The Compulsive Reader newsletter for May has gone out.  This month's issue has a baker's dozen of fresh reviews including such gems as  The Alphabet of Women edited by Miriam Hechtman, American Daguerreotypes by James Penha, and Scale Model of a Country at Dawn by John Sibley Williams along with an interview with The Filthy Marauders' Bob Freville. We also have two new giveaways and a big round-up of April's literary news.  If you haven't received it yet you can grab a copy from the archive.  There is also a new interview with Yilinhi or Lorna Munro. You can listen directly here: https://anchor.fm/compulsivereader/episodes/Talking-poetry-with-YilinhiLorna-Munro-e1h49p2

If you'd like to subscribe visit http://www.compulsivereader.com



Saturday, April 16, 2022

Guest post: Our Mothers Our Books

By Bernice Lerner and Kathleen Stone

Mother’s Day is about more than Hallmark cards, and gifts and meals of appreciation. For those of us who have reached a certain age, it can be a time to reflect—a moment to pause and consider the ways in which our lives, perhaps even our career trajectories, have been influenced by a particular woman. As a writer, I realize that the seeds of my latest book were planted by my mother long before she or I had an inkling of what I would do with the information she shared.


When I was fourteen—the age she was when she was ousted from her home by Hungarian gendarmes—my mother told me about the two death camps she endured: Auschwitz-Birkenau and Bergen-Belsen. The telling came about organically, following many conversations about her childhood and post-war years. It occurred in the basement of our suburban home, where I watched her iron laundry. The evening my mother put down the iron, bent forward, stretched her arms out behind her, and demonstrated how she, half dead herself, dragged skeletal beings to a mass grave, she unknowingly planted the seed that would become my dual biography of her and a British army officer.

I didn't start that book for another 50 years. Only after authoring several other works and reading all I could about the circumstances she endured, did I arrive at an approach to writing about my mother—I would portray her as this young girl who by luck and smarts survived the maelstrom. And because her luck was shaped in part by the compassionate British officer who led the relief of Bergen-Belsen in 1945, when she was nearly dead, I decided to tell his story too.


Impactful stories are conveyed from one generation to the next, but how and when? Not always by the hearth or at the dinner table. Often this happens while the teller is performing some task.

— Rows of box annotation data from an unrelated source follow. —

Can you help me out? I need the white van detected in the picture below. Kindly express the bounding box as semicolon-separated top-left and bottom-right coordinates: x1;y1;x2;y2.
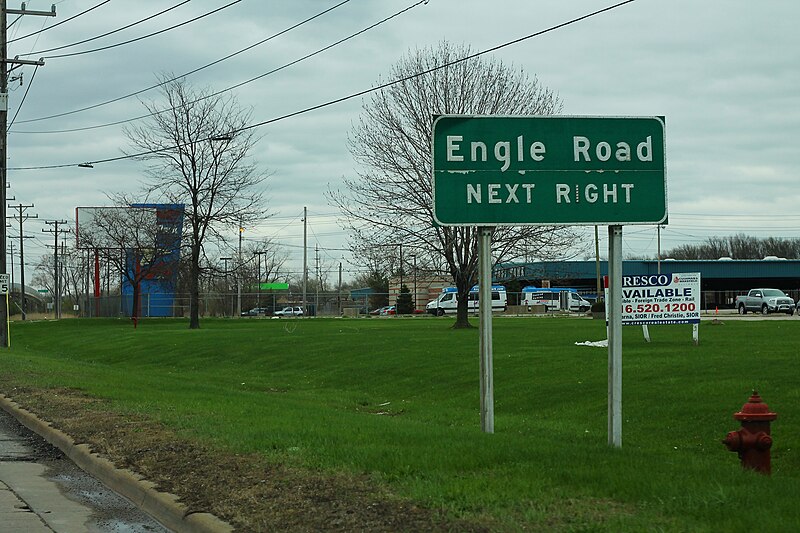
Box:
521;286;592;313
425;285;508;316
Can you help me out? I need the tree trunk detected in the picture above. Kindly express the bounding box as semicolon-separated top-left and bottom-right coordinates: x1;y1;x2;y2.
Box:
189;239;200;329
131;280;142;329
453;276;472;329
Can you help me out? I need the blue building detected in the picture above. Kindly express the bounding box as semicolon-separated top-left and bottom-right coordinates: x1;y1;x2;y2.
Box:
493;258;800;309
122;204;184;317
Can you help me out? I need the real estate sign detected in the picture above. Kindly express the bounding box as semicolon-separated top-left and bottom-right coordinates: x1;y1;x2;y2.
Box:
606;272;700;326
432;115;667;226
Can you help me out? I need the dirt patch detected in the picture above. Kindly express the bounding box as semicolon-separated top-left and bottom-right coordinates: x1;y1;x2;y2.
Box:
3;387;492;532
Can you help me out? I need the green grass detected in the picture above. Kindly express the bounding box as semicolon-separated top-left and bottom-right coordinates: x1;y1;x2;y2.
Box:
2;317;800;531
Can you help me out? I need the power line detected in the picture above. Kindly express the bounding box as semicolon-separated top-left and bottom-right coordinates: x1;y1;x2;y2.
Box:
16;0;350;127
15;0;410;133
8;0;636;170
8;0;111;43
45;0;242;59
20;0;192;56
6;65;39;131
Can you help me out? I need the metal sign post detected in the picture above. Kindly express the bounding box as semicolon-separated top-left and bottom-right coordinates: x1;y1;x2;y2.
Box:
606;226;622;448
478;227;494;433
431;115;668;438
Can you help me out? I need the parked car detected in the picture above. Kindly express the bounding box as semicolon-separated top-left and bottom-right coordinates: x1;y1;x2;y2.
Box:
242;307;267;316
272;307;303;316
734;289;795;315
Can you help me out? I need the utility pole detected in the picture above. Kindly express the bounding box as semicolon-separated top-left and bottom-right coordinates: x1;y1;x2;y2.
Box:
220;257;233;316
336;262;342;316
236;222;244;318
42;220;69;318
253;250;274;311
8;204;39;320
0;0;56;348
314;243;322;315
303;207;308;316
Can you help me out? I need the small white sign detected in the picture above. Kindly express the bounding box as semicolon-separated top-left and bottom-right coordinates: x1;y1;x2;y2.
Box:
606;272;700;326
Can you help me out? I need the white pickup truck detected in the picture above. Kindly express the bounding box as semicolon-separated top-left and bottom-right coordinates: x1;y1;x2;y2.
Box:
735;289;794;315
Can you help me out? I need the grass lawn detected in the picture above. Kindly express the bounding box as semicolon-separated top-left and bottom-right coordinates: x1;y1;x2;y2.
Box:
0;317;800;531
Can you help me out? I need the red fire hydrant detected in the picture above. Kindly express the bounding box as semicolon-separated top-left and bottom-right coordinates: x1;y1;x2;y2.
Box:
722;390;778;475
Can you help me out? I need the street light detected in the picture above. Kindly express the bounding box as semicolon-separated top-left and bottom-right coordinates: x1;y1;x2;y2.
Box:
411;254;417;311
220;257;233;316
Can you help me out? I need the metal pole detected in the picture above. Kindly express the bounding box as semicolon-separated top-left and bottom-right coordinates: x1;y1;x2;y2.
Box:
412;255;417;311
478;227;494;433
607;222;622;448
594;226;603;302
656;224;661;276
220;257;231;316
303;207;308;316
0;0;8;348
236;222;244;318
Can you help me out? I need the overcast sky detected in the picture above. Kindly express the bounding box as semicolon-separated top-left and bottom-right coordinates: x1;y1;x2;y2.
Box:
8;0;800;282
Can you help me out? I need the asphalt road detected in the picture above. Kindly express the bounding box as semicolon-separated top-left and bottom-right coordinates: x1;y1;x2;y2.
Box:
0;409;170;533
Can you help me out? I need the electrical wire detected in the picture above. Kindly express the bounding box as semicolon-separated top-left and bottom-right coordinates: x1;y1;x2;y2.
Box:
44;0;242;59
6;65;39;132
18;0;192;56
16;0;350;127
6;0;111;44
7;0;636;170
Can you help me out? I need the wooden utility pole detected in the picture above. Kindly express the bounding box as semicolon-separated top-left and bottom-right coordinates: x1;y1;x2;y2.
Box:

No agenda, no conscious imparting of lessons or instruction. Like me, Kathleen Stone, my friend and fellow writer, heard stories of her mother’s life before children in their basement laundry room. (We were amazed when we realized that some of our strongest memories of mother-daughter conversations came from the laundry room.)  

Kathleen’s book—about seven women who had careers in the mid-twentieth century in male-dominated professions—grew out of her interest in women who had jobs similar to her lawyer father. But as she interviewed women for her book, she came to a new appreciation of how her stay-at-home mother influenced her. 

Before having children, Kathleen’s mother worked at IBM, training customers on their new office equipment. That business-woman persona never left her. As a mother, she directed Kathleen in clear ways. She recommended books, took her to museums, and insisted she get a good education. She gave her the feeling that a woman could and should take initiative, and not only within the home.

My mother wanted me to have a career but did not know enough to guide or support me. When my children were young, I worked as a college administrator and earned a doctorate. Academia and publishing were foreign worlds to my mother.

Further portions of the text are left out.